The commissioners took in Hayn's information and recommendation (no increase in the total premium, but no recommendation on whether or not the 10% should be increased) and said they would decide the matter later.
It was not all that alarming that the commissioners did not discuss in public view their thoughts on that Monday. Perhaps they needed additional information, input, et cetera. However, it is not unusual for commissioners (especially Creighton) to give a first impression on the matter being considered.
What might be a cause for concern was that on Wednesday the 23rd (the regular commissioner meeting day) a motion was made to keep the percentage paid by affected county employees at 10 percent and passed without discussion and without comment as to the merits/demerits of raising the rate unless one thinks that the term of years that a rate is in place or a reference to the "unstable financial condition of the county" is such a discussion. The SCPR does not.
After the meeting, Commissioner Bernabei did address the questions of media present including yours truly. The Report's take on Bernabei's answers is that they were of a superficial variety and indicative, perhaps, that the commissioners did not consider seriously the possibility of requiring county employees to pay more.
Hayn had presented data on Monday that an increase to 16% would save county government some $217,000.
The Kaiser Family Foundation recently put out a report showing that in the private sector employees pay an average of 27% of their health insurance premiums.
But the commissioners did not discuss in public in much detail as to why there should not have been an increase for 2012. Bernabei did say (is sort of an after thought fashion) as justification for holding the rate at 10% that employees have not had a pay increase in several years.
The question the SCPR has is this: why didn't the commissioners discuss the matter in a public meeting and provide chapter and verse detail why Stark County employees should maintain their 17% advantage on their health insurance contribution rate over private sector employees?
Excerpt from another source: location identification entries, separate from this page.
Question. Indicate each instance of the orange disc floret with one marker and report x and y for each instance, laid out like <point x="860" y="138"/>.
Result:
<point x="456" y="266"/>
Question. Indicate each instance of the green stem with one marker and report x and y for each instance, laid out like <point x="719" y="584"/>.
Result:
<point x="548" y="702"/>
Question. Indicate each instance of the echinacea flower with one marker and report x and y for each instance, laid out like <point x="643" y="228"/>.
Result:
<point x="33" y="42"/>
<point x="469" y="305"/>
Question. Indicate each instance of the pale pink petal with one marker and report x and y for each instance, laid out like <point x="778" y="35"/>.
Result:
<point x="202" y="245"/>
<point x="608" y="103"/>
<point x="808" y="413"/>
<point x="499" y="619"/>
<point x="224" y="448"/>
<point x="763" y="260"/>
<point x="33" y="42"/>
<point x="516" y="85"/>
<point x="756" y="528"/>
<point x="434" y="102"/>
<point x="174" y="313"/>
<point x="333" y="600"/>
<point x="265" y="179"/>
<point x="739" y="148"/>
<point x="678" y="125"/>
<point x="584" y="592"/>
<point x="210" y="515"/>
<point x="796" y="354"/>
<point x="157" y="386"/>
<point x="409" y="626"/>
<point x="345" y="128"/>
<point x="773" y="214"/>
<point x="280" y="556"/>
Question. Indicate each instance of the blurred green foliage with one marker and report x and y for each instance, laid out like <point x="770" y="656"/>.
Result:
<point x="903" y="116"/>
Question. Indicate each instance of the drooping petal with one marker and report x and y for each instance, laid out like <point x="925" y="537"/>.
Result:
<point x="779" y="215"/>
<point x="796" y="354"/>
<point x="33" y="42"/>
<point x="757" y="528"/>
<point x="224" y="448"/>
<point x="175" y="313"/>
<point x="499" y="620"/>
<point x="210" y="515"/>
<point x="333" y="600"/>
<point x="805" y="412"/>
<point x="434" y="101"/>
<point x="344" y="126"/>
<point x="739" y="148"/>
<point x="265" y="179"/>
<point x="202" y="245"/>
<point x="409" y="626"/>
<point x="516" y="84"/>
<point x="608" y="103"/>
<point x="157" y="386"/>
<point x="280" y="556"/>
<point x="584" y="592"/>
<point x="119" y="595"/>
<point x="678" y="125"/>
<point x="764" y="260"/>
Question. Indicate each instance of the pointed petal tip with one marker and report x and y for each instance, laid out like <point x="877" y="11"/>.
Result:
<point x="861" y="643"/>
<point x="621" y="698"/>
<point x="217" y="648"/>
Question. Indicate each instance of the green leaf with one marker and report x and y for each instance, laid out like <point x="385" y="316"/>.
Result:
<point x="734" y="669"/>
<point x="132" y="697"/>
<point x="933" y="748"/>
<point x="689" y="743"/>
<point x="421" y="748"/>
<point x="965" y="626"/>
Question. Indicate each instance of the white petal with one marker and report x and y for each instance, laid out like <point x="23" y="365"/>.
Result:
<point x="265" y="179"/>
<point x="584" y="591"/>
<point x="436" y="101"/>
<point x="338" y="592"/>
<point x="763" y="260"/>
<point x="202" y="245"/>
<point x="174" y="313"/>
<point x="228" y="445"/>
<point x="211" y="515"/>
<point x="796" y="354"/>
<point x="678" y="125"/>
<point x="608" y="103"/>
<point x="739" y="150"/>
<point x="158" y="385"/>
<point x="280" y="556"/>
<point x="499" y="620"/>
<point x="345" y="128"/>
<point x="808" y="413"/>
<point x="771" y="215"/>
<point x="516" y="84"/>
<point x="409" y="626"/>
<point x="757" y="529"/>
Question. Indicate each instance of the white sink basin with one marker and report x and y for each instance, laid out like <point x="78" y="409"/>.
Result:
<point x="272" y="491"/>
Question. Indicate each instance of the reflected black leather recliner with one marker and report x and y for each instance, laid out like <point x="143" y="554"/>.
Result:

Yours truly spoke with local attorney and civic activist Craig T. Conley (he led the effort to repeal the imposed sales tax of 2008) earlier this week and he says that he believes that the commissioners are on a track to forget past lessons learned (on the trust issue)and that within a year or so they will be asking Stark Countians for additional sales tax money without having changed/negotiated or encouraging other county departments of government to change/negotiate the formula of employee benefits (primarily pensions) and their contribution rates for health insurance/retirement plans.
The commissioners may have indepth reasons why they chose stay at the 10% rate but they chose not to share them with the Stark County public.
Could it be that they are in a mode of backsliding on the matter of transparency in county government?